Vielmehr stehen da andere Motive. In der Reihenfolge ihres Erscheinens:

a) Ausrechnung von Abrechnungsdaten ... natürlich, Geld.
b) herkömmliche (!) Geburten ... allein der Begriff "herkömmlich" ist Propaganda, denn er beinhaltet Werte und Tradition, während es für das Gegenteil von herkömmlich nur Synonyme gibt wie "neumodisch" oder "abweichend"
c) im Vergleich zu den Nachbarn ... wo welches Gesundheitssystem wieviel Geld in die Medizin steckt?
d) sinkende Hebammenzahlen ... Pardon, wo ist die Logik? Wenn pro Geburt mindestens 1 Hebamme anwesend sein muß, egal ob Sectio oder Spontangeburt?
e) Saugglocken- und Geburtszangen"training" ... nun, die älteren unter uns haben noch die typischen Kmplikationen von Zangen erlebt, Schädelhämatome, Schlüsselbeinfrakturen, Kieferverletzungen. Zur allergrößten Not, und wenn ein Op für eine Sektion nicht erreichbar wärer würde ich heute noch eine Zange in die Hand nehmen. Aber mit Bauchweh!
Und Trainieren?

Frage an Herrn van den Bergh: wenn ich morgen bei Ihnen inserieren würde "Geburtszentrum mit Trainingsmöglichkeiten in Zangengeburt",
würden sie ein solches Inserat bringen?

Allerdings, man darf das Kind nicht mit dem Bade ausschütten.
Infektionen mit Schmarotzerkeimen, mangelhafte Darmtätigkeit und Infektionen der Atemwege sind bei Kaiserschnittkindern immer schon und bekannt vermehrt gewesen.
Vermutlich kommt das daher, daß den Kindern durch den Wegfall der Vaginalpassage die Erstausstattung mit Keimen fehlt. Wenn sie dann noch unter sterilen Kautelnen im Brutkasten liegen, wird das nicht besser.
Aber dem kann man entgegenwirken durch frühzeitigen und ausgiebigen Hautkontakt.
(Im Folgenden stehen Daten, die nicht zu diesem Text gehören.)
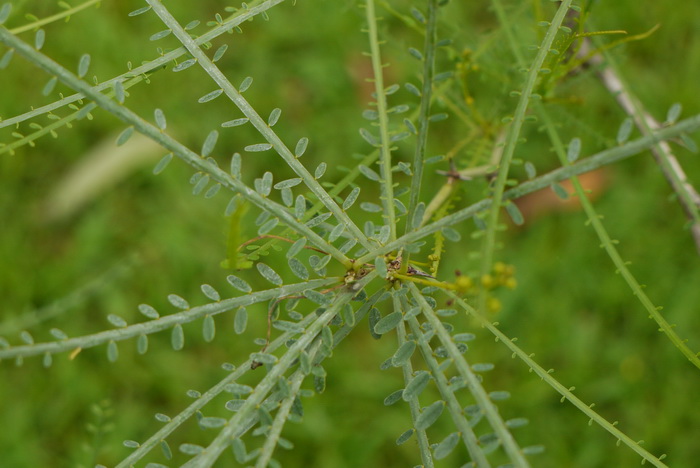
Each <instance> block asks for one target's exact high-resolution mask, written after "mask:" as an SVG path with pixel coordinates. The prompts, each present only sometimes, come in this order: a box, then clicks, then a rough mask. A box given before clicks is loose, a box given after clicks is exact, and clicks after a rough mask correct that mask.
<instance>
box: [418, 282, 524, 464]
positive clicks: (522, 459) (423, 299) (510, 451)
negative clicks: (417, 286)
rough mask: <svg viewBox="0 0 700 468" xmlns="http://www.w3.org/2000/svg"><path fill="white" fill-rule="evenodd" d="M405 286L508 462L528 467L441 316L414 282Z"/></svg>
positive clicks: (477, 377) (489, 399) (510, 433)
mask: <svg viewBox="0 0 700 468" xmlns="http://www.w3.org/2000/svg"><path fill="white" fill-rule="evenodd" d="M408 289H409V290H410V291H411V294H412V295H413V297H414V298H415V299H416V301H418V305H419V306H420V308H421V310H422V311H423V316H424V317H425V318H426V319H427V320H428V323H430V325H431V326H432V327H433V330H435V333H436V334H437V336H438V338H439V339H440V342H441V343H442V345H443V346H444V347H445V350H446V351H447V354H448V355H449V357H450V358H452V360H453V361H454V365H455V367H456V368H457V372H458V373H459V374H460V375H461V376H462V378H464V380H465V381H466V382H467V384H468V385H469V391H470V393H471V394H472V396H474V399H475V400H476V403H477V404H478V405H479V408H481V410H482V411H483V412H484V416H485V417H486V419H487V420H488V421H489V424H490V425H491V428H492V429H493V430H494V432H495V433H496V435H497V436H498V438H499V439H500V440H501V443H502V444H503V449H504V450H505V452H506V453H507V454H508V456H509V457H510V461H511V462H512V463H513V465H514V466H515V467H529V466H530V464H529V463H528V462H527V460H526V459H525V456H524V455H523V453H522V450H520V447H519V446H518V443H517V442H516V441H515V439H514V438H513V435H512V434H511V433H510V431H509V430H508V427H507V426H506V424H505V422H504V421H503V418H501V415H500V414H499V413H498V408H497V407H496V405H494V404H493V402H492V401H491V399H490V398H489V396H488V394H487V393H486V390H484V387H483V386H482V385H481V382H480V381H479V378H478V377H477V376H476V374H475V373H474V372H473V371H472V369H471V367H469V364H467V361H466V359H465V358H464V356H463V355H462V354H461V353H460V352H459V349H457V345H456V344H455V342H454V340H453V339H452V336H451V335H450V333H449V332H448V331H447V330H446V329H445V327H444V326H443V325H442V322H440V319H439V318H438V316H437V315H436V314H435V311H434V310H433V309H432V307H430V305H429V304H428V302H427V301H426V300H425V297H423V294H421V292H420V290H419V289H418V288H417V287H416V285H415V284H413V283H408Z"/></svg>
Es lag mir am Herzen, diesen Brief zu schreiben, weil wir als Manualtherapeuten eine andere Zunahme von Beschwerden bei Neugeborenen feststellen können, die mann KISS-Syndrom, Säuglingsschräglage oder Atlasblockierung nennen kann. Vermutlich hängen auch diese Blockierungen zusammen mit dem fehlenden Weg des kindlichen Schädels durch das Becken.

Ihr
Karlheinz Bayer

Dr. Lothar Wittmann 04.09.201914:00 Uhr

Korrelation oder Kausalität

Sind Kaiserschnittgeburten ein Hinweis auf Probleme zB prä- und perinatale Belastungen?
Oder entstehen die Probleme erst durch den Kaiserschnitt?
Das ökonomische Argument verstehe ich wohl, die medizinische Begründung einer Warnung vor Kaiserschnittgeburten hat aus den Studiendaten allein keine Substanz.